A year ago we began an adventure where we moved to Las Vegas, “Sin City”. Over the followng months we drove across the United States three times, stayed in a couple of different houses, entered into a purchase agreement (more on that later), and jumped into a ministry that had been in the midst of transition and unknowingly was about to step into a deeper transition. Within in hours of accepting the position, I was on a plane back to Vegas to interview a potential staff person. Four days after returning to Lincoln, we loaded up the mini van and drove across the country. Two hours before arriving in Vegas we digitally signed a short term rental agreement. Two days later we celebrated Easter with our new church family and welcomed our kids who flew in to begin to get to know our new community.
Over the past year we have had many new experiences and depending on your perspective you could call them adventures, struggles, obstacles, or opportunities. Over the next 10 days I am going to share the top 10 things I have learned.
The first learning is to always enjoy the adventure. There are many things that happen in our lives, some of them expected and chosen, others that are unexpected and shocking. We don’t always get to choose what happens in our lives, but we do get to choose how we respond. Many of us have heard this saying, but few of us have been able to live it out. Over and over again this past year, we have had the opportunity to be focused on what is happening right around us or to enjoy the adventure – many times not knowing where it was going to end up. I loved driving through Nebraska (for the firs 30 minutes), Colorado, through the Rockies, across Utah, the tight valley in Arizona and the beginning of Nevada. It was amazing getting to see places I had never seen, though many of the mountain miles were a lot more relaxing in our car versus when we were in the Penske moving truck. Those were easy times to enjoy the adventure, things were new, fun, refueling, exciting. Over the next weeks and months, very little turned out the way we thought that it would and we had to choose to enjoy the adventure or let the unstable and unexpected bring us to frustration and regret. There were moments and days that life felt much more like a train wreck than an adventure, but after a year we are celebrating the adventure of new people, new community, new experiences (nothing like living in Vegas), and new opportunities.

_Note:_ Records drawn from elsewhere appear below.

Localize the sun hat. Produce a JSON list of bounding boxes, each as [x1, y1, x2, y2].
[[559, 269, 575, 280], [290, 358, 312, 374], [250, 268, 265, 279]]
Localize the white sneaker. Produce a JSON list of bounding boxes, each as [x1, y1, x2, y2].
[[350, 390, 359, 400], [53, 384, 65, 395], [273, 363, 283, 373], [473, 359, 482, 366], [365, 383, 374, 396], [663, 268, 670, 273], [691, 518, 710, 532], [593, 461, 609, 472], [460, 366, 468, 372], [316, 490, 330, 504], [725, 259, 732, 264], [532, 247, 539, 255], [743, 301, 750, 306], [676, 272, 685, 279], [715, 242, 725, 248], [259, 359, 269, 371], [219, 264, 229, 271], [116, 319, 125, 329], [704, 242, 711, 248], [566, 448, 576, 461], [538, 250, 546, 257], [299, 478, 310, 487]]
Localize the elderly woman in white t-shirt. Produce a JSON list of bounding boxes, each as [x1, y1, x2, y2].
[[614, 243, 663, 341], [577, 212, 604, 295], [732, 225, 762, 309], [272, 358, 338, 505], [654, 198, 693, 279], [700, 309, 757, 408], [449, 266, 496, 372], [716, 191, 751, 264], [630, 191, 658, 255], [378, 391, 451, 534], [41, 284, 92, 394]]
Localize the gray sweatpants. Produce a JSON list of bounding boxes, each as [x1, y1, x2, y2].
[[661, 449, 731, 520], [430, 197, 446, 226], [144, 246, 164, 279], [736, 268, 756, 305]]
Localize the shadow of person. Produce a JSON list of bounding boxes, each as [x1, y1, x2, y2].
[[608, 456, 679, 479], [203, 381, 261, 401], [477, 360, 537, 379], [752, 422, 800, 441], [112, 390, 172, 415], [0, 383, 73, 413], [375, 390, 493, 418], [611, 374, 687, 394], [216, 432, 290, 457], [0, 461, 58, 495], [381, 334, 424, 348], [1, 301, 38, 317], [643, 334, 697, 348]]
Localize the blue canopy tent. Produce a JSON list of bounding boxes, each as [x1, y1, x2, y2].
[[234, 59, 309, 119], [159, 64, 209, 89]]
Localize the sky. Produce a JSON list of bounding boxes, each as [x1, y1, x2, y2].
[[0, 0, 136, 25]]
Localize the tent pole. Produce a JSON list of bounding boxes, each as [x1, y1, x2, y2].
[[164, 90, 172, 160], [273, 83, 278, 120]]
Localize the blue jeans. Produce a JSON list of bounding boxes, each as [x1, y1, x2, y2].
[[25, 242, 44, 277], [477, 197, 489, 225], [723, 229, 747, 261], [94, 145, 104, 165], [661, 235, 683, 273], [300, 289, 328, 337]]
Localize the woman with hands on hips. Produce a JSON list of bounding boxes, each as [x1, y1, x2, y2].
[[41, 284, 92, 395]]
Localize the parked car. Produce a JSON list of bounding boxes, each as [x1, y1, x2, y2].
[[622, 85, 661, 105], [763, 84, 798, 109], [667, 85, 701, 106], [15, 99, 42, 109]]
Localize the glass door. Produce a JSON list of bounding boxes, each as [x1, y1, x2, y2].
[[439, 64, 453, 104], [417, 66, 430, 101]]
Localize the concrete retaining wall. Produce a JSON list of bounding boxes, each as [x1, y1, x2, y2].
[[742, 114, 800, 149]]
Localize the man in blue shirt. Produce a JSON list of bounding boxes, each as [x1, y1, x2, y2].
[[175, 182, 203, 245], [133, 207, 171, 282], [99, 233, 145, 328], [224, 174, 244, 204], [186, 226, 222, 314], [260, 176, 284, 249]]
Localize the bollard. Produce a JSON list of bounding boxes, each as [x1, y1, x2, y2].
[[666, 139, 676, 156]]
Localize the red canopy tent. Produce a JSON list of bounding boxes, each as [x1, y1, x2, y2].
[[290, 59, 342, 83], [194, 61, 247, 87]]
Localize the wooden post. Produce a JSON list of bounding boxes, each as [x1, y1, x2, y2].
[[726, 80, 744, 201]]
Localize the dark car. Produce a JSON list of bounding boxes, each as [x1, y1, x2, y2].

We are becoming people who choose to enjoy the adventure of life, that choose to experience the new, and dream of the possibilities that could become reality. No matter what happens, I think it is important to choose to enjoy the adventure of where our lives bring us. We have been blessed over the past years to experience adventures that have shaped us, encouraged us, developed us more into who God is creating us to be. I encourage all of us to enjoy the adventure.